Employees look for a pay increase
The other report is the CEB global talent monitor, which surveys 22,000 workers and candidates in 40 countries in an attempt to figure out how they feel about the economy. Going on its metrics, Australian workers’ expectations of base pay have recently increased.
According to the talent monitor, in Q2 Australian workers’ expectations of base pay have gone up 2.5 per cent since last quarter, and are now at the highest level they’ve been at since 2011.
This increase ties in with Seek’s report.
“The spike in pay expectations comes as business indicators, including employment, profitability and trade, have all seen growing momentum over the last quarter, buoying employee confidence,” says Aaron McEwan, HR advisory leader at CEB, now Gartner.
“After years of riding out low wage growth, workers are now hopeful that their base pay will start to see the flow-on effect from the positive business conditions surrounding them,” he added.
But should workers be hopeful?
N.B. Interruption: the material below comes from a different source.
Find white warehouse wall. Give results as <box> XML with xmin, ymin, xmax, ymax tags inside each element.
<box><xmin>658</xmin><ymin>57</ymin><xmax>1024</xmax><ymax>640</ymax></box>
Some economists are starting to question the theory that wage growth tracks with employment rates. In the US unemployment is quite low but wages are not adjusting in the way the theory predicts.
If the underlying foundations that made this theory sound are no longer true then, according to economics writer Jason Murphy on news.com.au, some likely reasons for the change are the increasingly well-educated labour forces in India and China, as well as the rise of automation.
This makes sense, and is something HRM has reported on before. Facing the prospect of having to pay workers more in a tight labour market, can encourage organisations to deploy technology that reduces the need for a larger workforce.
It’s too early to say whether the theory is actually broken but it’s something to keep in mind. In the meantime, McEwan says the global talent monitor also shows employees’ discretionary effort is increasing (up by 5 per cent this quarter) in line with salary expectations. In other words, they’re working harder in anticipation of a raise. So organisations should take advantage, with one caveat.
“Employees are ready to challenge the wall of silence around pay, and organisations need to be on the front foot to ensure that there are clear lines of communication around pay and rewards as part of their employee value proposition,” says McEwan.